By Joseph Schmuller

Excel provides two worksheet functions for calculating correlation — and, they do exactly the same thing in exactly the same way! Why Excel offers both CORREL and PEARSON is unclear, but there you have it. Those are the two main correlation functions.

The others are RSQ, COVARIANCE.P, and COVARIANCE.S. RSQ calculates the coefficient of determination (the square of the correlation coefficient). COVARIANCE.P determines covariance. It uses N-1. COVARIANCE.S uses N.

CORREL and PEARSON

Here, you see an example of CORREL along with the Function Arguments dialog box for CORREL.

CORREL
The Function Arguments dialog box for , along with data.
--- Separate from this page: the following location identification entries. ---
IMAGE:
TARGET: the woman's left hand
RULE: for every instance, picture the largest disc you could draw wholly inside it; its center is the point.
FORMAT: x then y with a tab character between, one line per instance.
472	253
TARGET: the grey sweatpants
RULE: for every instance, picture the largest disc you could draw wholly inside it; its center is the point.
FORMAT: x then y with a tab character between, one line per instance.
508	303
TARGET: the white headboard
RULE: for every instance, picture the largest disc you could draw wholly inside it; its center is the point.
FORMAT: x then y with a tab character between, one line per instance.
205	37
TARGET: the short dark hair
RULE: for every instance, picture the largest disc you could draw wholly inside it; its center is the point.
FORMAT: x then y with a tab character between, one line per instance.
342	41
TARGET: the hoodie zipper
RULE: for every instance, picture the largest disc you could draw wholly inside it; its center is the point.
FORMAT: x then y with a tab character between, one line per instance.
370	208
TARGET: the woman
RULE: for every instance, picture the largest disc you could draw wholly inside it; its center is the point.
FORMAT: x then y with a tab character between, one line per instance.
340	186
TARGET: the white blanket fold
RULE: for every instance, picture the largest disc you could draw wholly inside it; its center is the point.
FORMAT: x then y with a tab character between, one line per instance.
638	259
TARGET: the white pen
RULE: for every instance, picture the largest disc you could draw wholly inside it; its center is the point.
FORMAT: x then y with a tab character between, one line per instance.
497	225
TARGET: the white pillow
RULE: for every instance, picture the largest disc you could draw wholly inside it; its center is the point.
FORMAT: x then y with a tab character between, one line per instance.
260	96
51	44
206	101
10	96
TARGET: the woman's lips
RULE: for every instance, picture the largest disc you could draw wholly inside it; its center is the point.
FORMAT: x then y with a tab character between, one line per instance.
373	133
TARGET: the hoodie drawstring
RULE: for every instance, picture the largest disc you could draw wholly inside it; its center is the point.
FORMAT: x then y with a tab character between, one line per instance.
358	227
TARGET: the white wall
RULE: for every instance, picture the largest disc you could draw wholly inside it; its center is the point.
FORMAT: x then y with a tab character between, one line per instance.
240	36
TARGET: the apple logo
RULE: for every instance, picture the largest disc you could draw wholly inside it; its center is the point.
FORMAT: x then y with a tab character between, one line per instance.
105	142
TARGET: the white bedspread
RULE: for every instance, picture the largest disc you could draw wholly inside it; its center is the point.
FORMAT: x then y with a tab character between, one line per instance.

To use this function, follow these steps:

  1. Type the data into cell arrays and select a cell for CORREL’s answer.
    Enter the SAT data into C3:C22 and the GPA data into D3:D22, and selected F15. SAT has been defined as the name of C3:C22 and GPA as the name of D3:D22.
  2. From the Statistical Functions menu, select CORREL to open its Function Arguments dialog box.
  3. In the Function Arguments dialog box, enter the appropriate values for the arguments.
    In the Array1 box, enter SAT — the name assigned to the cell range (C3:C22) that holds the scores for one of the variables.
    In the Array2 box, enter GPA — the name assigned to the cell range (D3:D22) that holds the scores for the other variable.
    With values entered for each argument, the answer, 0.81662505, appears in the dialog box.
  4. Click OK to put the answer into the selected cell.
    Selecting PEARSON instead of CORREL gives you exactly the same answer, and you use it exactly the same way.

RSQ

If you have to quickly calculate the coefficient of determination (r2), RSQ is the function for you. There really is no particular need for this function because it’s easy enough to use CORREL and then square the answer.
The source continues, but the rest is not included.